The current implementation directly iterates over all listeners and sends out notifications as required synchronously in the context of the thread that triggered the notification to be sent.

If a node monitor needs to send out several messages, this could theoretically greatly decrease file system performance. To optimize for this case, the required data of the notification could be put into a queue and be sent by a dedicated worker thread. Since this requires an additional copy operation and a reserved address space for this queue, this optimization could be more expensive than the current implementation, depending on the usage pattern of the node monitoring mechanism.

With BFS, it would be possible to introduce the possibility to automatically watch all files in a specified directory. While this would be very convenient at application level, it comes with several disadvantages:

This feature might not be easily accomplishable for many file systems; a file system must be able to retrieve a node by ID only - it might not be feasible to find out about the parent directory for many file systems.
Although it could potentially safe node monitors, it might cause the kernel to send out a lot more messages to the application than it needs. With the restriction the kernel imposes to the number of watched nodes for a team, the application's designer might try to be much stricter with the number of monitors his application will consume.

While 1.) might be a real show stopper, 2.) is almost invalidated because of Tracker's usage of node monitors; it consumes a monitor for every entry it displays, which might be several thousands. Implementing this feature would not only greatly speed up maintaining this massive need of monitors, and cut down memory usage, but also ease the implementation at application level.

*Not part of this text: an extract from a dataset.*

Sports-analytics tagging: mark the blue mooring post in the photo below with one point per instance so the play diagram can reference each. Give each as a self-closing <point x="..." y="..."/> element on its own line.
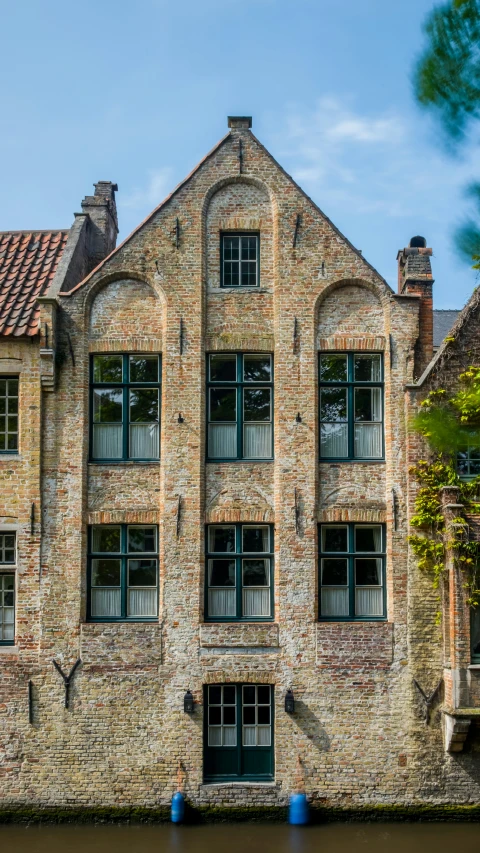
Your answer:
<point x="178" y="808"/>
<point x="298" y="810"/>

Even 1.) could be solved if the kernel could query a file system if it can support this particular feature; it could then automatically monitor all files in that directory without adding complexity to the application using this feature. Of course, the effort to provide this functionality is much larger then - but for applications like Tracker, the complexity would be removed from the application without extra cost.